Three Tiers of Non-Customers
Blue Ocean Strategy's tool for looking past your current customers to the people not buying from anyone in your industry, in three rings of increasing distance from your market.
Rings spread outward from your market, three of them, each layer further from the customers you already have.
Reach for this when…
- Growth has stalled because you're fighting the same customers as every competitor.
- You suspect the real market is bigger than the one you're competing in.
- You want to find new demand instead of a bigger share of existing demand.
How to run it
- Map Tier 1: soon-to-be non-customers - people who buy minimally and would leave at the first better offer.
- Map Tier 2: refusing non-customers - people who've consciously chosen not to use your industry's offerings at all.
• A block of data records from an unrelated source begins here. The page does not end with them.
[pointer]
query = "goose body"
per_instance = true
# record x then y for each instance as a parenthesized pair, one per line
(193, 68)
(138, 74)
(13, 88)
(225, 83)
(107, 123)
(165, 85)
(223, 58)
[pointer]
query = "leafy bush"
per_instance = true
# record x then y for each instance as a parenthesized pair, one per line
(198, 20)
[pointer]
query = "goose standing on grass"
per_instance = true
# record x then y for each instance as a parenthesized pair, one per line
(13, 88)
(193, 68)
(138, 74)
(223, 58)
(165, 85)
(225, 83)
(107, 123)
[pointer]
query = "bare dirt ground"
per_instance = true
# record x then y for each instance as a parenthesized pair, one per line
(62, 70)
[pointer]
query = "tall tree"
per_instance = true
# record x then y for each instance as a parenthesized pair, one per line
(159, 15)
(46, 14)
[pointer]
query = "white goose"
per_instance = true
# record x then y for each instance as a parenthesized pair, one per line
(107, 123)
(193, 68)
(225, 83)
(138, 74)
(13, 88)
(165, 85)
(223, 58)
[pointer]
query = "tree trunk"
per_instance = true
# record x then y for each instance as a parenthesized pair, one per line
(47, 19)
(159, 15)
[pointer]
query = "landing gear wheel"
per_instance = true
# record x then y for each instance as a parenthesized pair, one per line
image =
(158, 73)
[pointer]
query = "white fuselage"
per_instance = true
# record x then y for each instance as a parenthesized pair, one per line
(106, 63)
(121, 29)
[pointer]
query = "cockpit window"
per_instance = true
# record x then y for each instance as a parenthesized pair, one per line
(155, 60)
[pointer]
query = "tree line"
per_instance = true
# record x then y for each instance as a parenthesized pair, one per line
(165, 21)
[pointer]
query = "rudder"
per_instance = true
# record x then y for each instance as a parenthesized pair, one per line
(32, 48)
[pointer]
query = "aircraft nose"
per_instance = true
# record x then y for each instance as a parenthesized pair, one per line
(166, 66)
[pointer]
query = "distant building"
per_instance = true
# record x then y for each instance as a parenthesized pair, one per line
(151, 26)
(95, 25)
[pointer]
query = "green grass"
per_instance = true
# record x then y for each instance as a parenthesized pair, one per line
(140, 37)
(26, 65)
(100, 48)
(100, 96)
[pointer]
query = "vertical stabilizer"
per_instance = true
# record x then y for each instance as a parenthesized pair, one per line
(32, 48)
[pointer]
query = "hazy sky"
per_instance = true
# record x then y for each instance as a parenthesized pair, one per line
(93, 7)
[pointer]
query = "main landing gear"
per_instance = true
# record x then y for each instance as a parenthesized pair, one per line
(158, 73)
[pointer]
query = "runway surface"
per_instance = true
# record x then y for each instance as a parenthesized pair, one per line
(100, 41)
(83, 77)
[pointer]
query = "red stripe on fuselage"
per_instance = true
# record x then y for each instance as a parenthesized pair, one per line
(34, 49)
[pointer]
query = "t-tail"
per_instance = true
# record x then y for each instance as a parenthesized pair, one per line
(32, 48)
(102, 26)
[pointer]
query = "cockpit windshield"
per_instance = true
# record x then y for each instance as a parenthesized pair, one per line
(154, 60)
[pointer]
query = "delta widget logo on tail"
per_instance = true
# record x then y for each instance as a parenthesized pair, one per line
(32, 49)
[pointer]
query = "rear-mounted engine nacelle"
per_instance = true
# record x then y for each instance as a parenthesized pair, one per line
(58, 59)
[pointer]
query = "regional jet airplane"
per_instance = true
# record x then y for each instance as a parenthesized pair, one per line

- Map Tier 3: unexplored non-customers - people in adjacent markets whose needs your industry has never addressed.
- For each tier, ask what's stopping them, not what they think of your product specifically.
- Redesign the offer to pull the biggest reachable tier across the line.
A worked example
Situation. Kim Min-ho ran Sinseon Dairy, a dairy delivery business in Busan, South Korea, competing hard for the same middle-class households every rival was also chasing.
Applied. Using the three tiers, he found Tier 2 refusing non-customers - small food stalls that had already weighed up his delivery service and turned it down, buying milk daily from informal traders instead because no delivery service offered the small, cash-friendly quantities they needed.
Result. He built a stripped-down stall pack sized for street vendors. Within a year that segment was a third of his volume, won back from informal traders who'd been quietly meeting a need his own industry had refused to serve.
The catch
The tiers are a prompt for imagination, not a market-sizing method - you still have to go and validate that a tier's needs are real and reachable. It also works better in mature, contested categories; in genuinely new categories there's no 'industry' boundary to look outside of yet.
If your Tier 3 idea would require becoming a different business, you've found a new venture, not a tweak to this one.